Interaction with other drugs
Ascorbic acid - increases the concentration in the blood of benzylpenicillin and tetracyclines; - improves the absorption in the intestines of iron preparations (converts trivalent iron to bivalent); can increase the excretion of iron with simultaneous use with deferoxamine - increases the risk of crystalluria in the treatment of short-acting salicylates and sulfonamides, slows the kidneys excretion of acids, increases the excretion of drugs with alkaline reactions (including alkaloids), reduces the concentration of oral contraceptives .- increases the overall clearance of ethanol; - with simultaneous use reduces the chronotropic effect of isoprenaline. It can both increase and decrease the effect of anticoagulant drugs. Reduces the effects of the anti-psychotic drugs. increase the risk of side effects (urinary retention, dry mouth, hard ry). Glucocorticosteroids - increase the risk of developing glaucoma. Ethanol enhances the sedative effect of chlorphenamine maleate. Paracetamol When paracetamol interacts with inducers of microsomal oxidation in the liver (phenytoin, ethanol, barbiturates, rifampicin, phenylbutazone,tricyclic antidepressants) increases the production of hydroxylated active metabolites, which makes it possible to develop severe intoxication with small overdose. On the background of paracetamol intake, ethanol contributes to the development of acute pancreatitis. paracetamol increases the concentration in the blood plasma of the latter by 50%, increasing hepatotoxicity. The simultaneous reception of barbiturates reduces the effectiveness of paracetamol. Paracetamol reduces the effectiveness of uricosuric drugs.
special instructions
When taking metoclopramide, domperidone or colestiramine, you should also consult with your doctor. With long-term use in doses much higher than recommended, the likelihood of impaired liver and kidney function increases, control of the peripheral blood picture is necessary.
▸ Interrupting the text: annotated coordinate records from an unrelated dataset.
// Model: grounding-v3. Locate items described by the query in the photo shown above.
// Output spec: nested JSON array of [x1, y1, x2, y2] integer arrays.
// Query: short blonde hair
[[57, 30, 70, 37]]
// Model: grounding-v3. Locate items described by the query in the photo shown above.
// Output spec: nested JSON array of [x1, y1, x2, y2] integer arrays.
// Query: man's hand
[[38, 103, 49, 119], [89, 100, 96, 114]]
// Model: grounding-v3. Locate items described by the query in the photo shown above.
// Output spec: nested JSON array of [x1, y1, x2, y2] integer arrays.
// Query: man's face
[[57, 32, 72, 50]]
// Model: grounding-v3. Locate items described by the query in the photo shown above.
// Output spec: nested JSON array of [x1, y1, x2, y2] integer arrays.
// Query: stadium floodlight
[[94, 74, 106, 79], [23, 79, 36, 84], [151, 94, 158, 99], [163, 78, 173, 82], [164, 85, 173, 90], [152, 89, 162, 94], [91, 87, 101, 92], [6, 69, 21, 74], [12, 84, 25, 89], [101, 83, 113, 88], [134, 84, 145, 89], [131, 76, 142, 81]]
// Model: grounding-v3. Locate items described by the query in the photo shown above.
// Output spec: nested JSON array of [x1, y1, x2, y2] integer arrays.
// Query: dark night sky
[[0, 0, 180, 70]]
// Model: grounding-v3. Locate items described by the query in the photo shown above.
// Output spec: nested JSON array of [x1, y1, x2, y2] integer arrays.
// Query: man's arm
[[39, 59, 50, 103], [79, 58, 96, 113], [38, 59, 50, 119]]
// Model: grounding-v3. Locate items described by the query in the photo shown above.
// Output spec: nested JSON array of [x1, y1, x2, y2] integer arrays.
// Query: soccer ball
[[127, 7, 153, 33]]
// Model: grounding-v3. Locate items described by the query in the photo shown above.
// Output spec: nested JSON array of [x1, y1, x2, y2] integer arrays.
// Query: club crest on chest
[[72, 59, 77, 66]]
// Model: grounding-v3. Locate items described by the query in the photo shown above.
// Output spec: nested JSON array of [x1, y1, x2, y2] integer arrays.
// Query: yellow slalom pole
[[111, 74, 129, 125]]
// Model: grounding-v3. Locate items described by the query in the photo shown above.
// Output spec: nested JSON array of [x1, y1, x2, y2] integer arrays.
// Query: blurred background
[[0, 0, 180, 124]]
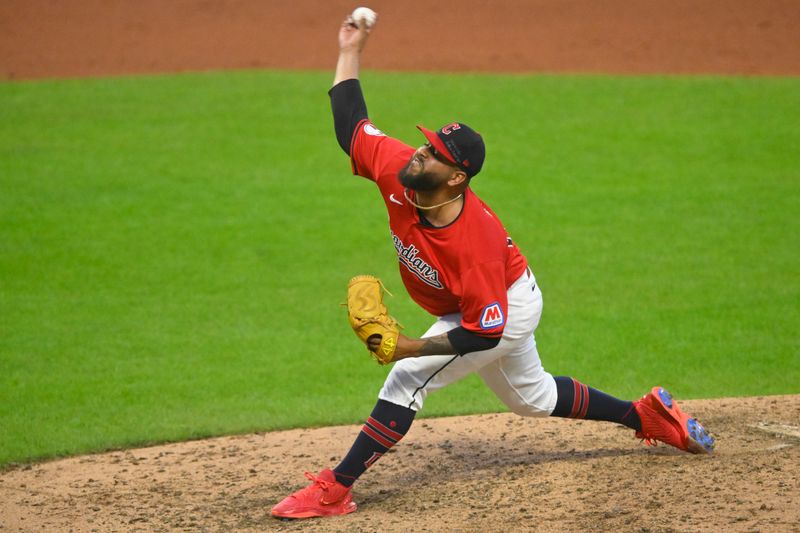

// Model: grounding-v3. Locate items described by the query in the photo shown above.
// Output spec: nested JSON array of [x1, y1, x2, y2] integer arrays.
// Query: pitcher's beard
[[397, 158, 437, 191]]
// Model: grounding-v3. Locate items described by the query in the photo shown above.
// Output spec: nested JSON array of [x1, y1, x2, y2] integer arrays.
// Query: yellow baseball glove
[[347, 275, 403, 365]]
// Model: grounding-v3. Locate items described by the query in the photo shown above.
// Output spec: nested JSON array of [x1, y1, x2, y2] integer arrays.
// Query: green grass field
[[0, 72, 800, 465]]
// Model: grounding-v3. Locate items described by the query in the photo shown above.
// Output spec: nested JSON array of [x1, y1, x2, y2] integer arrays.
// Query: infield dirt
[[0, 0, 800, 532]]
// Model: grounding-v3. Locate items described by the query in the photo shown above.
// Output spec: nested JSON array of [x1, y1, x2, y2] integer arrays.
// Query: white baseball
[[350, 7, 378, 28]]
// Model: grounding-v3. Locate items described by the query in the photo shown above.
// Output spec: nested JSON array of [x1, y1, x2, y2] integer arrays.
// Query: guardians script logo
[[392, 233, 444, 289]]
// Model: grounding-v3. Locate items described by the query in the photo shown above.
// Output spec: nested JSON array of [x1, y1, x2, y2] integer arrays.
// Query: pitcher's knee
[[378, 364, 425, 411]]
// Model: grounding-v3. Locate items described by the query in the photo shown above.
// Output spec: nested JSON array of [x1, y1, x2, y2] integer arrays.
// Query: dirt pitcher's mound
[[0, 395, 800, 532]]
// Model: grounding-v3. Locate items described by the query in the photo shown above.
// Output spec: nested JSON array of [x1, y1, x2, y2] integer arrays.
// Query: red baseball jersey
[[350, 120, 527, 337]]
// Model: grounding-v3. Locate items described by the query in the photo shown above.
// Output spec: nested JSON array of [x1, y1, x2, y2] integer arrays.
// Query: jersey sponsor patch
[[481, 302, 506, 329], [364, 124, 386, 137]]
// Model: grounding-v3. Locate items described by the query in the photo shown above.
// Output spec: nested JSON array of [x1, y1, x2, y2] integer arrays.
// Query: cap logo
[[442, 122, 461, 135]]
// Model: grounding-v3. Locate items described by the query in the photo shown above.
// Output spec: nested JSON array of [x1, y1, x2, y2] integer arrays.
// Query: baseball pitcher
[[272, 9, 714, 518]]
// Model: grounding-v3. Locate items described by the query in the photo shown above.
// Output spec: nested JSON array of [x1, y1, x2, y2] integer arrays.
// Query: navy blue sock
[[551, 376, 642, 431], [333, 400, 417, 487]]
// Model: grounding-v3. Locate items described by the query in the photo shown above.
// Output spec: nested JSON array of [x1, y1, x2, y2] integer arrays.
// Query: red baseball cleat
[[633, 387, 715, 453], [272, 470, 357, 518]]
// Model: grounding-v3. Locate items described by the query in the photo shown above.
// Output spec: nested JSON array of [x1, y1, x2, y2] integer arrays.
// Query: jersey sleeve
[[461, 261, 508, 337], [350, 119, 413, 182]]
Paracetamol and ascorbic acid may distort laboratory test results plasma glucose and uric acid, bilirubin, activity of hepatic transaminases, LDH). In order to avoid toxic CONTROL liver paracetamol should not be combined with the admission of alcoholic beverages, as well as to make people prone to chronic alcohol consumption. The risk of liver damage increases in patients with alcoholic hepatosis. Appointment of ascorbic acid to patients with rapidly proliferating and intensely metastatic tumors may aggravate the process. In patients with a high content of iron in the body, ascorbic acid should be used in minimal doses. In one sachet of honey-lemon contains 1.793 g of sugar, which corresponds to 0.15 XE. In one sachet of chamomile contains 2.058 g of sugar, which corresponds to 0.17 XE.